On Sat, Apr 2, 2022 at 11:09 PM Jin-oh Kang jinoh.kang.kr@gmail.com wrote:
It's not a real syscall per se; rather, it's more like a gate between the PE side (corresponding to Windows userspace) and the Unix side (Wine's pseudo kernel space which interacts directly with the host OS). The PE/Unix separation is designed so that every interaction with the system goes to the syscall gate, just like on Windows (we're not there yet, but we'll eventually). This helps satisfy video game anti-cheat technologies and conceal the Unix (.so) code which would otherwise cause confusion for Win32 apps and debuggers tracing the execution path.
Ah. That makes sense. In this case I think Remi is correct that there's too much overhead.
I can't speak definitively, because it looks a little different for every function. But, overwhelmingly, my experience has been that nothing will run measurably faster than byte-by-byte functions without using vector instructions. Because the bottleneck isn't CPU power, the bottleneck is memory access.
It should be.
It's a margin of ~25%, versus a margin of ~500%. Unless you're moving gigabytes it's unlikely to be noticeable.
That said, another confounding issue is the fact that a large number of small movements will have very different performance characteristics from a small number of large movements. It's possible there are cases where using, say, dwords would be much faster than trying to vectorize. I haven't found them in testing, but this is another argument for using someone else's code rather than trying to roll our own - because a library dedicated to this purpose has likely done all kinds of profiling to find exactly where that threshold lies.

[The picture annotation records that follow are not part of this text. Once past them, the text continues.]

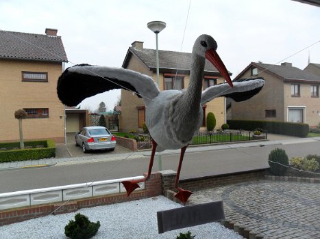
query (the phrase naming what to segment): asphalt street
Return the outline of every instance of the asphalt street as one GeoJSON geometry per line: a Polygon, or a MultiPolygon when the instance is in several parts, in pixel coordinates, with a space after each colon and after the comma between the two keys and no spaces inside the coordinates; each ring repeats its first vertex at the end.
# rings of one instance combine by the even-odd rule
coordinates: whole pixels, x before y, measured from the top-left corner
{"type": "MultiPolygon", "coordinates": [[[[289,157],[320,154],[319,141],[312,139],[258,146],[248,143],[188,148],[180,178],[219,175],[268,167],[271,150],[284,148],[289,157]],[[233,148],[232,148],[233,147],[233,148]]],[[[269,143],[270,143],[270,142],[269,143]]],[[[162,169],[176,171],[179,151],[162,156],[162,169]]],[[[95,156],[62,158],[54,166],[0,171],[0,193],[141,175],[147,171],[149,151],[134,154],[96,154],[95,156]],[[130,156],[128,156],[130,155],[130,156]],[[107,156],[108,156],[107,157],[107,156]]],[[[153,171],[158,171],[155,161],[153,171]]]]}

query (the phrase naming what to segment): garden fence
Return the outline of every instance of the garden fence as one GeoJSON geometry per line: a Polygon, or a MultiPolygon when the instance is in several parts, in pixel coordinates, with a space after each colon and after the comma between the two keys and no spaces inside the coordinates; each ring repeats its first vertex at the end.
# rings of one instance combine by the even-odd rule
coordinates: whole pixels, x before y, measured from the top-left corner
{"type": "MultiPolygon", "coordinates": [[[[190,145],[212,144],[267,139],[267,130],[257,128],[251,131],[243,130],[225,130],[215,132],[199,131],[193,136],[190,145]]],[[[146,135],[138,135],[136,137],[138,149],[152,147],[151,137],[146,135]]]]}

What you're thinking of is a SIMD abstraction library. I don't see how it would be highly necessary, since we're okay with vendor-specific code blocks as long as they are justified. Note that we now only support 4 architectures (IA-32, x86-64, ARM AArch32, and ARM AArch64).
Right. The reason I bring it up is because it would satisfy the requirement to be portable (as long as you stick to the abstraction library, you're writing regular C) and would get you close enough to the performance of real intrinsics that it should leave no need for inline asm. So if we don't want to import another library, this may be the best compromise between speed and simplicity.